Protestantismus gehört zu den Fundamenten des Sozialstaats

Nachricht 03. April 2014

Berlin/Hannover (epd). Der Direktor des Sozialwissenschaftlichen Instituts der Evangelischen Kirche in Deutschland (EKD) in Hannover, Gerhard Wegner, hat die Bedeutung des Protestantismus für die Entstehung moderne Sozialstaaten hervorgehoben.
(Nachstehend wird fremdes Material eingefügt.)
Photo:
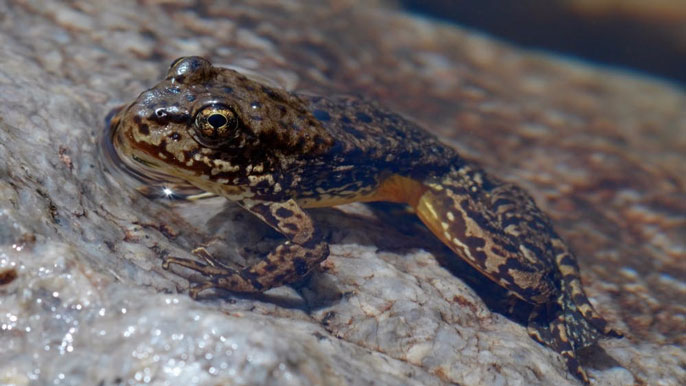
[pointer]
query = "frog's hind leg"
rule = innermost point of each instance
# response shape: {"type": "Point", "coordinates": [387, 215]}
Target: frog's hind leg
{"type": "Point", "coordinates": [575, 294]}
{"type": "Point", "coordinates": [555, 334]}
{"type": "Point", "coordinates": [465, 217]}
Auf dem Kongress "Protestantische Ethik und moderner Sozialstaat" am Freitag in Berlin sagte der Professor, religiöse Traditionen hätten die Herausbildung der Sozialstaaten in Europa entscheidend beeinflusst. Dies gelte nicht nur für die katholische Kirche, sondern auch für die Protestanten.

Schon Luther habe die Obrigkeit für soziale Aufgaben in die Pflicht genommen, erklärte Wegner. Die evangelische Theologie habe bei den Mächtigen allgemeine Fürsorge und soziale Verantwortlichkeit eingefordert und damit den Grund des modernen wohlfahrtsstaatlichen Denkens gelegt. Die ersten Sozialstaaten in Europa seien in konfessionell lutherisch geprägten Ländern entstanden. Dies gelte vor allem für Skandinavien, aber auch für Deutschland, wo die bismarckschen Sozialreformen das Fundament für das heutige Sozialsystem gelegt hätten.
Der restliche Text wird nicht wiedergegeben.